The aim of this study was to determine predictors of functional outcome and survival in a retrospective cohort of spinal cord ependymomas treated at a single institution. Twenty-six patients who underwent treatment of spinal cord ependymoma at a single institution were retrospectively analysed. The clinicopathological features were reviewed and correlated with functional outcome (measured using the Frankel grade), recurrence (clinical or radiological), progression-free survival (PFS) and overall survival (OS). Seventy-nine percent of patients with complete excision had maintained or improved functional outcome, compared to 75% in the incomplete resection plus radiotherapy group. Patients with a good pre-operative Frankel grade tended to maintain their functional status, though this did not reach statistical significance (Fisher's Exact test, P = 0.090). Univariate analysis revealed that longer symptom duration prior to treatment was associated with poorer functional outcome (P = 0.006). Extent of resection and the use of adjuvant radiotherapy did not influence PFS or OS; however, early diagnosis and treatment are paramount in the management of spinal ependymoma if a good functional outcome is to be achieved.

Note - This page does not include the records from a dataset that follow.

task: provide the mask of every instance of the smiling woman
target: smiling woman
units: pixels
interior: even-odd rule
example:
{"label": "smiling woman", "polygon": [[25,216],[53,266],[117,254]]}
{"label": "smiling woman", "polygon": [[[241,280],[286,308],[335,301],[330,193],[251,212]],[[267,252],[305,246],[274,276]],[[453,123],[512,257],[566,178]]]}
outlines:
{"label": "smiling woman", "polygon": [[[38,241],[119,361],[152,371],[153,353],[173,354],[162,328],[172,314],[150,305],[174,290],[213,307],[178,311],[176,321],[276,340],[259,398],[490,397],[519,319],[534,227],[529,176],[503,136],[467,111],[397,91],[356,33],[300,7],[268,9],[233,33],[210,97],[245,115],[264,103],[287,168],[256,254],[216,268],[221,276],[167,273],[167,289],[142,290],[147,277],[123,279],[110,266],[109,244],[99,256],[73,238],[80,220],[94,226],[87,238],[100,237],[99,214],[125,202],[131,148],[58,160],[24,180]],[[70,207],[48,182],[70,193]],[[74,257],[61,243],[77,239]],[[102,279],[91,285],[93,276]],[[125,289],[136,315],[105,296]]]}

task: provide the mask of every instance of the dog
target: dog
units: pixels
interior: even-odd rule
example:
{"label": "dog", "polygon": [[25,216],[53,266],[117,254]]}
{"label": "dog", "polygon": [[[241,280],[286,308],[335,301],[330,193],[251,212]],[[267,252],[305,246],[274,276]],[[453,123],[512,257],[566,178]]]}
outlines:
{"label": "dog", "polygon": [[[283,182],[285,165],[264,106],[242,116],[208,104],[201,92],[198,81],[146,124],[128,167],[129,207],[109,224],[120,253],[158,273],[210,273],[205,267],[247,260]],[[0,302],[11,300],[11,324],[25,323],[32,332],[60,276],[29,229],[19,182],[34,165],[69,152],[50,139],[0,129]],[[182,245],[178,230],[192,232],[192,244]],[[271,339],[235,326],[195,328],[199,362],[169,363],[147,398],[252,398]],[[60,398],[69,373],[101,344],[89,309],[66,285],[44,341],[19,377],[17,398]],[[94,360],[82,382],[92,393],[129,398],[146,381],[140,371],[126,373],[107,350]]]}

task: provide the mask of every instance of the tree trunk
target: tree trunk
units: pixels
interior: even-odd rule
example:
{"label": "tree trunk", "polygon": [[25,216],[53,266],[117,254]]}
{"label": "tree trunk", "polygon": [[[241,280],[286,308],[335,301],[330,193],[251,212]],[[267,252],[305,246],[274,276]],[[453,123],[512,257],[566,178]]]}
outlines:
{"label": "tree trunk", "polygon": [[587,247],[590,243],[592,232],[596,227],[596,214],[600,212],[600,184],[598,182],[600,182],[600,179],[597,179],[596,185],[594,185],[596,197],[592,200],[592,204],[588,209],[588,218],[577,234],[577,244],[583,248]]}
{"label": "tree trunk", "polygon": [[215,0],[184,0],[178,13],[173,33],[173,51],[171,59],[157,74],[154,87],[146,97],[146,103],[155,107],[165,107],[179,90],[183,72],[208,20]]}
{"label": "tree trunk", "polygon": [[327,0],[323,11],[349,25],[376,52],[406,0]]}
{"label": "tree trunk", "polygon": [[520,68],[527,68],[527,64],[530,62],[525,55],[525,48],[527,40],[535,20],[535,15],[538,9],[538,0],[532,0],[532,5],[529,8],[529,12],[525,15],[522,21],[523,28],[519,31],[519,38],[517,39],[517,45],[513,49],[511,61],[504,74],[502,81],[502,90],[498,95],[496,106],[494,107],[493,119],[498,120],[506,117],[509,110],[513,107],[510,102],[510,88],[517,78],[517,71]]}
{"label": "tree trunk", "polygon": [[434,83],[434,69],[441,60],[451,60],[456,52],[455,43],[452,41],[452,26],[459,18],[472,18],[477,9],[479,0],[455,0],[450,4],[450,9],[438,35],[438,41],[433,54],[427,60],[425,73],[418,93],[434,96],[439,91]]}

本研究的目的是在一个单一机构治疗的脊髓室管膜瘤回顾性队列中确定功能预后和生存的预测因素。对在一个单一机构接受脊髓室管膜瘤治疗的26例患者进行回顾性分析。回顾临床病理特征,并将其与功能预后(采用Frankel分级测量)、复发(临床或影像学)、无进展生存期(PFS)和总生存期(OS)进行关联分析。完全切除的患者中有79%维持或改善了功能预后,而不完全切除加放疗组为75%。术前Frankel分级良好的患者倾向于维持其功能状态,尽管这未达到统计学意义(Fisher精确检验,P = 0.090)。单因素分析显示,治疗前症状持续时间较长与较差的功能预后相关(P = 0.006)。切除范围和辅助放疗的使用不影响PFS或OS;然而,若要获得良好的功能预后,早期诊断和治疗在脊髓室管膜瘤的管理中至关重要。